Fontazione Antonio Ratti
次に、世界中の織物をアーカイブする「Fontazione Antonio Ratti」を訪問。特別に、19〜20世紀に活躍したファッションデザイナーFortunyの絹織物や、マリー・アントワネットも着用したと言われる「絣(かすり)」の生地・Chiné à la brancheなど貴重なアーカイブを拝見しました。ヨーロッパ諸国のみならず、アフリカやアジアも含め、3,000点以上もの織物をアーカイブしているそう!
空調設備が整った保管室で一つひとつを丁寧に保存すると同時に、デジタルアーカイブをしてオンラインでもアクセスできるようにする…という、まさに絹織物の図書館!実際にデザイナーたちもここでインスピレーションを得ているそうです。

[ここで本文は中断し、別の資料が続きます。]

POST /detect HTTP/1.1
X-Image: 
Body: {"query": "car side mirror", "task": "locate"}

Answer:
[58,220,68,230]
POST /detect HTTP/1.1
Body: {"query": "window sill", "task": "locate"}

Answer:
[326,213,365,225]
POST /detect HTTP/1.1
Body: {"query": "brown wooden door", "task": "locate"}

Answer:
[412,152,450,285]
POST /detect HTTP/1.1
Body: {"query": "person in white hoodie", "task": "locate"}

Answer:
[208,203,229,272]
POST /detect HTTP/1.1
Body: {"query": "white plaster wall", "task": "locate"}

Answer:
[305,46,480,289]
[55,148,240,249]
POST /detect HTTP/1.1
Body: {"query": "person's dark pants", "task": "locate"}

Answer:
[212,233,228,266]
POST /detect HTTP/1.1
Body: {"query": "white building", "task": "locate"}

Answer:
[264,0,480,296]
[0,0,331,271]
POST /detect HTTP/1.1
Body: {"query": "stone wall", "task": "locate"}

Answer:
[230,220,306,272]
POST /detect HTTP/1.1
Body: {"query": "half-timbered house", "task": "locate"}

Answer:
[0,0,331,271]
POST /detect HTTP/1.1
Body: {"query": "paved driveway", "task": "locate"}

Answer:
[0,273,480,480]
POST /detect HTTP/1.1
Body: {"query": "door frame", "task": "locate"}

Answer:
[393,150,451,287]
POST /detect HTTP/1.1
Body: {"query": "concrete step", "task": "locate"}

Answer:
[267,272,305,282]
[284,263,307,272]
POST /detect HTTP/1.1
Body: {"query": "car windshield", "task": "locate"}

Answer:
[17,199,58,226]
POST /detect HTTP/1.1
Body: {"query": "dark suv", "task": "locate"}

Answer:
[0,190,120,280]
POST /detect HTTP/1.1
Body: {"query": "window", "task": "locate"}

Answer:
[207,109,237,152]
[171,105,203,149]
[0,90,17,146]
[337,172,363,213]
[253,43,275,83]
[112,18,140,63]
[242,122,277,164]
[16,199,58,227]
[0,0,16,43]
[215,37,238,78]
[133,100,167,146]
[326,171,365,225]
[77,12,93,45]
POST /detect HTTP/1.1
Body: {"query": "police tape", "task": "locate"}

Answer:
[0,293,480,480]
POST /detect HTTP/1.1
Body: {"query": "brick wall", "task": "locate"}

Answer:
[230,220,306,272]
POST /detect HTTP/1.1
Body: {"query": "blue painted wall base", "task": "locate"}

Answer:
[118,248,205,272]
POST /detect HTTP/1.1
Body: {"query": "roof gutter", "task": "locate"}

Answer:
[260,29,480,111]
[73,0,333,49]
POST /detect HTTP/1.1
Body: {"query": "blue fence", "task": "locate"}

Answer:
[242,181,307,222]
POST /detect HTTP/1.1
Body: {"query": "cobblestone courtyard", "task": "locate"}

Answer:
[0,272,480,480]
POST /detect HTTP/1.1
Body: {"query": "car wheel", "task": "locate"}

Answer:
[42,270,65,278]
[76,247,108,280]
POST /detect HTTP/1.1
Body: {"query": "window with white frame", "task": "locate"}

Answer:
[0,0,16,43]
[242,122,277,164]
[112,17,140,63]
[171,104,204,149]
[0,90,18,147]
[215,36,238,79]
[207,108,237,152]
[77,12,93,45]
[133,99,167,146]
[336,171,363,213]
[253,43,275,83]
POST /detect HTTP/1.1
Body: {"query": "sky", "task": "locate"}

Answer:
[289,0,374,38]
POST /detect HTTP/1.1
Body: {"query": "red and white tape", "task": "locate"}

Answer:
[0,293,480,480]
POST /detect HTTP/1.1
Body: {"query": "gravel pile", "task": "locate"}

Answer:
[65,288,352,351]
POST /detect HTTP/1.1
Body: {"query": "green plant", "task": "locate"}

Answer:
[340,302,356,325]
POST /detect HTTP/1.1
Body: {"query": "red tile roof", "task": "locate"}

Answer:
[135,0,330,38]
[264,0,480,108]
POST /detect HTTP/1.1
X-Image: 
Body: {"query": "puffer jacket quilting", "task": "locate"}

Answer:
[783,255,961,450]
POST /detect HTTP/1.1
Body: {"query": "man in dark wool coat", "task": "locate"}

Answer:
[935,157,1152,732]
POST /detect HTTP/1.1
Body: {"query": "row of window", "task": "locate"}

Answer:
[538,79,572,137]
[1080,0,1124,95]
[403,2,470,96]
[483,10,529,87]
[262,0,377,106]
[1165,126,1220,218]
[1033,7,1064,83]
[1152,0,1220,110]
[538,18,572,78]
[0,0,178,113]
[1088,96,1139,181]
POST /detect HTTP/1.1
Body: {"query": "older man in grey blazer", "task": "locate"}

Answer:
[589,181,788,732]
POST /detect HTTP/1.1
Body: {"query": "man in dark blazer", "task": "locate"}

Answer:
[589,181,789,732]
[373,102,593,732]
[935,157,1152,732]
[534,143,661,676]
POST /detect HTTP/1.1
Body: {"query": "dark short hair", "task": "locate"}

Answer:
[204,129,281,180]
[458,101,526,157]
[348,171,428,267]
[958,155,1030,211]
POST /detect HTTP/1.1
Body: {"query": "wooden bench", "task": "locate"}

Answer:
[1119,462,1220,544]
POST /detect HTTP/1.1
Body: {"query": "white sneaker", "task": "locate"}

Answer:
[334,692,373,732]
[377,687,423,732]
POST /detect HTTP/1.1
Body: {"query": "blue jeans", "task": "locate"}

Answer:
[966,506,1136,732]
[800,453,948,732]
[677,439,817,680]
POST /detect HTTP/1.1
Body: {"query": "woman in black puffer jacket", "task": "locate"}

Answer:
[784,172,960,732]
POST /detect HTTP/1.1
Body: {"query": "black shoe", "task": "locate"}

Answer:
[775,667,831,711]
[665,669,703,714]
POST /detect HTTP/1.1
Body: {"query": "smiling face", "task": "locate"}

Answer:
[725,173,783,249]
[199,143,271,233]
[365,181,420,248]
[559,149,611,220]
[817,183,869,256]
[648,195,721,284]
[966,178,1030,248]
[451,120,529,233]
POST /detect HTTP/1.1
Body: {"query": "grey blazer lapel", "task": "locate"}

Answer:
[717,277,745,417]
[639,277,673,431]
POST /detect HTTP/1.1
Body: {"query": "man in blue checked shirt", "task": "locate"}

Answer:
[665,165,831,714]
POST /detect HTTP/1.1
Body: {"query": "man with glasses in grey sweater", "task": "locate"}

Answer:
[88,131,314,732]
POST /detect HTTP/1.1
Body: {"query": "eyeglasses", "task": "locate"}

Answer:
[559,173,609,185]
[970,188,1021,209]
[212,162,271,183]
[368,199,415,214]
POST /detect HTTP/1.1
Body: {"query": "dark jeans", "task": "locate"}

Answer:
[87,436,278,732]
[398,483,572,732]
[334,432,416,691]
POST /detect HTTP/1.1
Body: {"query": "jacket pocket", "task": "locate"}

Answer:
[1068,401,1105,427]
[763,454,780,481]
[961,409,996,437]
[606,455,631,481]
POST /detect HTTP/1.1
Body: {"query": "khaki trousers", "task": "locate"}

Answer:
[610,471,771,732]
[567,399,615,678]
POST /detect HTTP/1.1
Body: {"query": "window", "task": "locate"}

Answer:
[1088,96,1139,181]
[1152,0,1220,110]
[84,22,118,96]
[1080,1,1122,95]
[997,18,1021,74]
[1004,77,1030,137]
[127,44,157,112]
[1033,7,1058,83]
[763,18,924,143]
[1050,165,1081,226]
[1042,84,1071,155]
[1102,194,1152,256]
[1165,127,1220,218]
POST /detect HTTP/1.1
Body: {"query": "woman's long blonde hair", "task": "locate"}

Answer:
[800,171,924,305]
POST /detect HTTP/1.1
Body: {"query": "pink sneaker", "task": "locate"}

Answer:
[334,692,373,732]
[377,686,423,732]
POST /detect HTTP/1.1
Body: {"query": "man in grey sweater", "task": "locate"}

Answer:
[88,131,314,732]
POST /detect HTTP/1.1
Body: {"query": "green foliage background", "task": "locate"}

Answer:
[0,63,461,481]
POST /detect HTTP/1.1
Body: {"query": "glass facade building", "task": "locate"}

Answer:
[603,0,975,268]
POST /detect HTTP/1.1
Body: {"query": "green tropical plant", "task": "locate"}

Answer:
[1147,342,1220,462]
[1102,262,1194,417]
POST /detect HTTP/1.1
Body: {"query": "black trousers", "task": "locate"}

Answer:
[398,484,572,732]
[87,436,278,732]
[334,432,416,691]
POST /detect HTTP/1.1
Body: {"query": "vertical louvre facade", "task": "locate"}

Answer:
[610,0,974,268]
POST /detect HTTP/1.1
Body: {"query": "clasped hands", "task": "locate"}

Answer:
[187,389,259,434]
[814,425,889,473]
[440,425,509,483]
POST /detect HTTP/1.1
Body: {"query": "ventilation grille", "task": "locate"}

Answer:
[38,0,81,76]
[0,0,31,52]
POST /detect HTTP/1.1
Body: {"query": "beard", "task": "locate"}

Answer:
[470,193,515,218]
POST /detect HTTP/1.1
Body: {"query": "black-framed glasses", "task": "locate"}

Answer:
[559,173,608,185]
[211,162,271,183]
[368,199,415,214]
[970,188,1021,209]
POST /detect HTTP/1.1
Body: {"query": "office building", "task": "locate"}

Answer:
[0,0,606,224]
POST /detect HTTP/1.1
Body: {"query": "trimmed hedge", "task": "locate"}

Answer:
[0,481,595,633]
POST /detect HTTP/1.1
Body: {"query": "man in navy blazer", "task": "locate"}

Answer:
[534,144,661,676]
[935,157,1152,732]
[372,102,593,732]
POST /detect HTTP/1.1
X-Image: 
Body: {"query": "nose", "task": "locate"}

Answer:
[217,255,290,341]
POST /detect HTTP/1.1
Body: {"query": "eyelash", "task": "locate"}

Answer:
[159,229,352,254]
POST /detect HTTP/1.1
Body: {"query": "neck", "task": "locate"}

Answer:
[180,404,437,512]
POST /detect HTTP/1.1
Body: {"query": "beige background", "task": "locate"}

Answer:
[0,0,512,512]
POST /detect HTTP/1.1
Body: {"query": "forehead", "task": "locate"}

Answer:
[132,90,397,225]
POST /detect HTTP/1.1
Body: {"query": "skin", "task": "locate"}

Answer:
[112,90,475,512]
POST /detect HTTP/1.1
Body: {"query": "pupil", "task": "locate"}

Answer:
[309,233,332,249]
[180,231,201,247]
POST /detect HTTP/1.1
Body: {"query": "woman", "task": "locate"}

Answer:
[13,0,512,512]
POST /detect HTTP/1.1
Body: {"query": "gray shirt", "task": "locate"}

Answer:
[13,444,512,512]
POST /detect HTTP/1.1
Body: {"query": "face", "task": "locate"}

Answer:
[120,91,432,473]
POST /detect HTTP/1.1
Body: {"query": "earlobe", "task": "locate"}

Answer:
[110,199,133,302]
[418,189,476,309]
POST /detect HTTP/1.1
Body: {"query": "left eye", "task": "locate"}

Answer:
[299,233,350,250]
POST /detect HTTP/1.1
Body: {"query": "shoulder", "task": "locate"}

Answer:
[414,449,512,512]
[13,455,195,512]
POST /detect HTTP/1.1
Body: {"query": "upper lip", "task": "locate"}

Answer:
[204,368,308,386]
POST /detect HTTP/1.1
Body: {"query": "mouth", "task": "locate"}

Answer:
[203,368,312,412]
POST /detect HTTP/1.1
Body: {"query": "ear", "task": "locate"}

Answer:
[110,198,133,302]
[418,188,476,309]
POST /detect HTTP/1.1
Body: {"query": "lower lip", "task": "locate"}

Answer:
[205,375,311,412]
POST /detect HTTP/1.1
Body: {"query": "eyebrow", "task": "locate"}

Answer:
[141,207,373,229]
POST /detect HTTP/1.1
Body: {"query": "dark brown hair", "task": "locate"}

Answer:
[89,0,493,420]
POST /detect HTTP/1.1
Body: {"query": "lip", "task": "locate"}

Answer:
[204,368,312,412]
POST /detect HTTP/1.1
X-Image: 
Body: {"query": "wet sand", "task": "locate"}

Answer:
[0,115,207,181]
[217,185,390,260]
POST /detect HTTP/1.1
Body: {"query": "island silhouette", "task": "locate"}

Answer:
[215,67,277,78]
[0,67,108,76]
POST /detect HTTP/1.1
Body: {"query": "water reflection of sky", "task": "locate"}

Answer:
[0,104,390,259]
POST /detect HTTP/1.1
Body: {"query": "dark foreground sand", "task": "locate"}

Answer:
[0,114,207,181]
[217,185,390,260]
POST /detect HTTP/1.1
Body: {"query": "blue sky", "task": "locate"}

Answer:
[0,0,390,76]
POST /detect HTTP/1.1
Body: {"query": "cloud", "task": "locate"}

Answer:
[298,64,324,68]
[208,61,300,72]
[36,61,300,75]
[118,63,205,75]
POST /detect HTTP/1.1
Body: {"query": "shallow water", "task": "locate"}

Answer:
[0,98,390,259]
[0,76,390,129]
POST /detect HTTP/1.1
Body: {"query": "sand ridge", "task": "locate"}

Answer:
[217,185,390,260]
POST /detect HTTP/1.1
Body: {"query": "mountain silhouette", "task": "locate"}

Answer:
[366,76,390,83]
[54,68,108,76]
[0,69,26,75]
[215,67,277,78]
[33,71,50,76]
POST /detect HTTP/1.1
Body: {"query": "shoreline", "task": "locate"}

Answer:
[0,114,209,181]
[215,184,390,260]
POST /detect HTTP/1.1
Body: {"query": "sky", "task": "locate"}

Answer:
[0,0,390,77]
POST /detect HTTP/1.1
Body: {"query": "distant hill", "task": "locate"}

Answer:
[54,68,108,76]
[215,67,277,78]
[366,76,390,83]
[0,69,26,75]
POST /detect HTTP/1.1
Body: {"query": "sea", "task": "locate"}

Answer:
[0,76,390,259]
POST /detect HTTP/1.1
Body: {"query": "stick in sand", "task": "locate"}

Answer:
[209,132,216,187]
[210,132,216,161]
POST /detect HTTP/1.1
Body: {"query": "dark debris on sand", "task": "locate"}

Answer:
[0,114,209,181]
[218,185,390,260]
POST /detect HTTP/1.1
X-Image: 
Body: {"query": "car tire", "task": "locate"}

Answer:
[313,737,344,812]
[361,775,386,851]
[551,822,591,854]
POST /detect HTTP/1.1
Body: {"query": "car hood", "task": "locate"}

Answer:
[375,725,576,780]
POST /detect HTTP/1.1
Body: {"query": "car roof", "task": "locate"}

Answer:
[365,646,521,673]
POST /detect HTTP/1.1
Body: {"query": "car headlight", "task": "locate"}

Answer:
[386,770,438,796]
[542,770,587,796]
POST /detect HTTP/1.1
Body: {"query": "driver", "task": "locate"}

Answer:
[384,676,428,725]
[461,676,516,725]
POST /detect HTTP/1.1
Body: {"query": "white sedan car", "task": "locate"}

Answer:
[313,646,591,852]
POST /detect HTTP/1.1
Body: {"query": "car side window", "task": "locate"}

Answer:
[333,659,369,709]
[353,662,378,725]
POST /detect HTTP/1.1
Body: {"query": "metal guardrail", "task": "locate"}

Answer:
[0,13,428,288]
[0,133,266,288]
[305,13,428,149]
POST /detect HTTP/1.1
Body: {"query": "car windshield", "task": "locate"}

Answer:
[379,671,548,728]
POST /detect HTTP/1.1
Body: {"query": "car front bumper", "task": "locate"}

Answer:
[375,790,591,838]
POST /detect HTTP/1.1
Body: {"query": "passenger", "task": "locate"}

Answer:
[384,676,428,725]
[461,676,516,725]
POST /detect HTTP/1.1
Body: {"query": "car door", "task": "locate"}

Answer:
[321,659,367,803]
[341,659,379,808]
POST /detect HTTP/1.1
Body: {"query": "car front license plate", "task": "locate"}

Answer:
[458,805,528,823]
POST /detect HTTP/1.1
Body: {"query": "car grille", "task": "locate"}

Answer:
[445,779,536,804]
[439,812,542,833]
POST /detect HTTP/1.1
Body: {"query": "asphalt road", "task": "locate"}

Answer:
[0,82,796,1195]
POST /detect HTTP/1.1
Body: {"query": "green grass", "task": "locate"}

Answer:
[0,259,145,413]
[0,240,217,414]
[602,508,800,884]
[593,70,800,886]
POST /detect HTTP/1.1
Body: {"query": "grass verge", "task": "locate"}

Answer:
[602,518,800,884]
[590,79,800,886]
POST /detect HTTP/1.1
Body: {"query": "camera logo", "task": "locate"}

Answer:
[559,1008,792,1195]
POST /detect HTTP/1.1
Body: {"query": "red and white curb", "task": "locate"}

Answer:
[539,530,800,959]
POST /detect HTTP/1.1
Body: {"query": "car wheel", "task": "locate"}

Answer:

技術やデザイン、製品をアーカイブすることで、次世代のクリエイションへつながっていく——。このように、先人たちの知恵をアーカイブし、現代につなげ、リバイバルしていく…というのは、まさしく世代を越えた協働。一つひとつの組織の中だけではなく、「産地」という一つの地域を核として知恵を循環させていく姿勢が印象的でした。
Save the Legacyの精神
Tessitura Luigi Bevilacqua
ヴェネチアでは、絹のベルベット生地を生産する「Tessitura Luigi Bevilacqua」を訪問。この会社は1875年に設立され、今でも18世紀の織機を丁寧に使い続けています。
職人の手で織られているのは、ヴェネチアで長い歴史を持つベルベットの絹織物。1日に数十センチほどしか織れず、生地自体が高級品ではありますが、ラグジュアリーブランドとの協働もしているそう。
19世紀のヴェネチアでは、1806年の布告によるヴェネチアの職人組合の解散、そして19世紀初めにフランスのジョセフ・マリー・ジャカールによって開発されたジャカード織機などが要因となり、徐々に手織りで生産された織物は衰退へと向かっていきました(※1)。その中で、Tessitura Luigi Bevilacquaでは「手織り」の意味や歴史に価値を見出し、今も職人の手でベルベットを生産しています。
ヴェネチアにベルベットが伝来したのは14世紀と言われているので、700年以上経った今でも同じ地で絹織物が生産されている、ということ。織物は、その国がたどってきた歴史を内包しています。だからこそ、このベルベットの織物を通して、ヴェネチアにおける先人たちが守り続けてきた「レガシー」を感じました。
CREA
ヴェネチアから電車で30分ほどの場所にあるパドヴァでは、養蚕やカイコに関する研究施設「 CREA(Council for Agricultural Research and Economics)」を訪れました。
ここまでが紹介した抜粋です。